Nationstar purchased Real Estate Digital (RED) in order to expand the footprint of its Solutionstar business. The company already has almost $2.7 billion in goodwill, which represents the amount paid on top of book value for the acquisitions, but it remains to be seen if that goodwill can be monetized in the coming years and whether “synergies” emerge.

S3

Source:Eikon/StarMine

Low value?

Nationstar scores poorly on almost every StarMine model, except the valuation models. However, the company may appear cheap for good reason. The StarMine Credit Risk Text Mining model combs through transcripts, research reports and Reuters news feeds to systematically identify key words that may identify signs of weakness. For example, the story about New York State’s inquiry into complaints against Nationstar earned a score of 1, a bearish indicator. In that report the N.Y. Department of Finance alleged that “the growth of Nationstar and other non-bank mortgage servicers may create capacity issues that put homeowners at risk.”
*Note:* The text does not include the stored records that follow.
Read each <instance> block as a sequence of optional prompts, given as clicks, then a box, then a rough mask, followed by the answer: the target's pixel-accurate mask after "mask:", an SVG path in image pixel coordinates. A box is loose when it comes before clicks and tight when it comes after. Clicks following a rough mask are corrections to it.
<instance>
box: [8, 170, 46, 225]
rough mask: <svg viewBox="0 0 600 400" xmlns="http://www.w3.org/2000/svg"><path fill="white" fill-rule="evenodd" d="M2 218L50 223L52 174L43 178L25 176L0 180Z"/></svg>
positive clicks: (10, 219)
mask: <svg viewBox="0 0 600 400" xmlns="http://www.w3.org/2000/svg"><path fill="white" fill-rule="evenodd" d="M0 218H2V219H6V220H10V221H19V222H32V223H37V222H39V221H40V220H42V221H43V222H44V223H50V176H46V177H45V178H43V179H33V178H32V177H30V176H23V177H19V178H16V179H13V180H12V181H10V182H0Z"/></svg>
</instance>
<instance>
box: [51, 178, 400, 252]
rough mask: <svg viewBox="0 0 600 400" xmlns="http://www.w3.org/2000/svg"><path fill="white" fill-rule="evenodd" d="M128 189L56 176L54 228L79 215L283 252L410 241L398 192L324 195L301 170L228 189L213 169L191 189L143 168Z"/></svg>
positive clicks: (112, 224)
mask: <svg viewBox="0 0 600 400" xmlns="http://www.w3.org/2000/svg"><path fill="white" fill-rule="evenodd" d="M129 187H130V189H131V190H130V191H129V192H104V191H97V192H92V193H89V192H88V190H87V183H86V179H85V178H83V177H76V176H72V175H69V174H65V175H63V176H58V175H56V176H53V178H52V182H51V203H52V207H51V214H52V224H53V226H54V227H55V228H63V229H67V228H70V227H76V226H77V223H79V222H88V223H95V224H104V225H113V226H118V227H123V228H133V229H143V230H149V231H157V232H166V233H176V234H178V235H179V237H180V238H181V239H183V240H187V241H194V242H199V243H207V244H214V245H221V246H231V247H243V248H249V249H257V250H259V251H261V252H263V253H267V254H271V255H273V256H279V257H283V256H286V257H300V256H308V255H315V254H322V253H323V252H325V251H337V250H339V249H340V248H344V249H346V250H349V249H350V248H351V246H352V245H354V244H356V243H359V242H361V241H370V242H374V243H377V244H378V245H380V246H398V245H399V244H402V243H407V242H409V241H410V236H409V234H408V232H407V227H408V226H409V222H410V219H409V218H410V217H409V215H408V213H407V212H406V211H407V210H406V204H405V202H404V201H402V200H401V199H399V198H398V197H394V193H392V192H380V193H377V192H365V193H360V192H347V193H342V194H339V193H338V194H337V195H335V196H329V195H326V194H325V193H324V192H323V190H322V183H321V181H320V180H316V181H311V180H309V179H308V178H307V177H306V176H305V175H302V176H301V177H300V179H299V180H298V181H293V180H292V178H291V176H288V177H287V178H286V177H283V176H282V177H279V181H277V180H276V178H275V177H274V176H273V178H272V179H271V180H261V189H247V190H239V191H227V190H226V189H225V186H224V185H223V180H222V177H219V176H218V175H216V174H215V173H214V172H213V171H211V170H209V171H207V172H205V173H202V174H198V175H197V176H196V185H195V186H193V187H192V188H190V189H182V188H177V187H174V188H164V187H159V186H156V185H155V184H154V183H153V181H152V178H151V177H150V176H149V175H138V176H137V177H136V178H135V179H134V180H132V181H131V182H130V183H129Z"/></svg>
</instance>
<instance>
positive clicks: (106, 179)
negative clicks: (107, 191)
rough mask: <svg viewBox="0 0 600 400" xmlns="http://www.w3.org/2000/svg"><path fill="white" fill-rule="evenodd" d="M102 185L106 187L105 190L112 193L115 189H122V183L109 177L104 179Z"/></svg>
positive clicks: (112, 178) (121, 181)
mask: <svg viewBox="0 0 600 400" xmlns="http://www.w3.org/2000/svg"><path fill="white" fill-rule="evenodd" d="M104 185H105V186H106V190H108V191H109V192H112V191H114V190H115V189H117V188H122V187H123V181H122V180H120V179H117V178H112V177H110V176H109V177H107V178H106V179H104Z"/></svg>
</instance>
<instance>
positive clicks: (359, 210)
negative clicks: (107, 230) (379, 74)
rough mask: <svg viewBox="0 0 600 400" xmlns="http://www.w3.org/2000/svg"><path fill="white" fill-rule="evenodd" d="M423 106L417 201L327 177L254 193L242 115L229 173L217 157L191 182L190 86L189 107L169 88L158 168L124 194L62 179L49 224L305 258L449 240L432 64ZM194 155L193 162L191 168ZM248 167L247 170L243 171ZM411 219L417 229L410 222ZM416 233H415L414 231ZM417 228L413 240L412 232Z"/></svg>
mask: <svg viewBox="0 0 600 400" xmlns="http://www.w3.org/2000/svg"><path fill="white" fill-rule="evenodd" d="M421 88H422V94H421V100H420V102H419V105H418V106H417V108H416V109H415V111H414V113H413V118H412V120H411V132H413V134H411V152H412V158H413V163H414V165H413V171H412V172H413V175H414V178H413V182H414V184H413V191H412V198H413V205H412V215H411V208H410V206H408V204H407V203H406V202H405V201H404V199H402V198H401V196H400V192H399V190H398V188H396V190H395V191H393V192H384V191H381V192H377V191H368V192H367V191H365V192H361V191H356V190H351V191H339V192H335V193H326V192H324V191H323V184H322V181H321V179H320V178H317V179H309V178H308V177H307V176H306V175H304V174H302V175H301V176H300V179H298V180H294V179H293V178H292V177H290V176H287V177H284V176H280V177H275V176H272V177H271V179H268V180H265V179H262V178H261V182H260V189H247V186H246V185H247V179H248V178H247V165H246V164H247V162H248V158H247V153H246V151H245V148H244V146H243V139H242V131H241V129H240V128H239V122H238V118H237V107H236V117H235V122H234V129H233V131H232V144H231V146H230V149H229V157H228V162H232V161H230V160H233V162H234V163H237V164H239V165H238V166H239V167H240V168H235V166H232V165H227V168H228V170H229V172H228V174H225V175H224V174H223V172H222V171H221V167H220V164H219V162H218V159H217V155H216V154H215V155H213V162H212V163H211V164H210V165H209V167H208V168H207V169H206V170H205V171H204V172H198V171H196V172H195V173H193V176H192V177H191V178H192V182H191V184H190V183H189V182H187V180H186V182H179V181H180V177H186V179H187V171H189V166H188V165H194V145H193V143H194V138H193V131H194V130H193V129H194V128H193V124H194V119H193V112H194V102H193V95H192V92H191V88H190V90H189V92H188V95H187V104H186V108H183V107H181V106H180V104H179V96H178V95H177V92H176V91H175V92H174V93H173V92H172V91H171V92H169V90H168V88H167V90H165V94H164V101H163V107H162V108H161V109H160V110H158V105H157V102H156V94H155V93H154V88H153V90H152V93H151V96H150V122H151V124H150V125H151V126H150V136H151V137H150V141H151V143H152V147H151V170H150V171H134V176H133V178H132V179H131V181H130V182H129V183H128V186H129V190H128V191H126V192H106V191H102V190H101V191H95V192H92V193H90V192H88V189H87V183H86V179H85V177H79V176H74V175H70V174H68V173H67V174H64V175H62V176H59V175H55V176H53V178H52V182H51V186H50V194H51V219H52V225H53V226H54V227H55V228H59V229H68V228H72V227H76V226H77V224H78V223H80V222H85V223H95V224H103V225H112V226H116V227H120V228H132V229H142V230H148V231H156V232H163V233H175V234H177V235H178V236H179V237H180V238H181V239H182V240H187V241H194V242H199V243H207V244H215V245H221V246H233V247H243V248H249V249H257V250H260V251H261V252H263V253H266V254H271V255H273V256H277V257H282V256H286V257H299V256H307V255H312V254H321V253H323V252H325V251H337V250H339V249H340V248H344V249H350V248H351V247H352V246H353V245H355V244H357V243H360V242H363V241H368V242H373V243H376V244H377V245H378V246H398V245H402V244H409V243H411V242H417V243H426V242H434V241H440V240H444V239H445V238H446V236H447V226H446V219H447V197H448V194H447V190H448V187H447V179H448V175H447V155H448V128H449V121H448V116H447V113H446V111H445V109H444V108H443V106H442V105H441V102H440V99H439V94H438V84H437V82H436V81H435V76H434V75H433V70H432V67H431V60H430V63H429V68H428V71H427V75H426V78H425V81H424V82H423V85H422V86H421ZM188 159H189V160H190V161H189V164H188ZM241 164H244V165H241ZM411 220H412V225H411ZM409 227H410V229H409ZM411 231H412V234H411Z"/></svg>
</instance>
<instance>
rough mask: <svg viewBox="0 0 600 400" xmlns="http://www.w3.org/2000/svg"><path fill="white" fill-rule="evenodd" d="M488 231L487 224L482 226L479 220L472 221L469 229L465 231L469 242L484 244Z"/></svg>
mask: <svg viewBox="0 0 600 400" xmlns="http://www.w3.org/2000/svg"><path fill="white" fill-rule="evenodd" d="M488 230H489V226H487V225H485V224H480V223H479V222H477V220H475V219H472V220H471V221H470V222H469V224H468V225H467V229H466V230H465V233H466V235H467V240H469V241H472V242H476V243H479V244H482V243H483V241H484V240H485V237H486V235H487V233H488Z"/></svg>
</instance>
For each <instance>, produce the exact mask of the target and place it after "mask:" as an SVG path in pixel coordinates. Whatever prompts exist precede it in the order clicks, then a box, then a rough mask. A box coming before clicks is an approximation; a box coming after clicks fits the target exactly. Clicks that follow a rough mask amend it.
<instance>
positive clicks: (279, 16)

Ninety days ago there were three buy recommendations and no sell recommendations for Nationstar. There are now two buy recommendations and one strong sell recommendation. It looks like analysts are continuing to turn bearish on Nationstar’s earnings prospects and the Analyst Revisions Model reflects that with a score of 2. The company missed earnings last quarter and the outlook doesn’t look much better this quarter.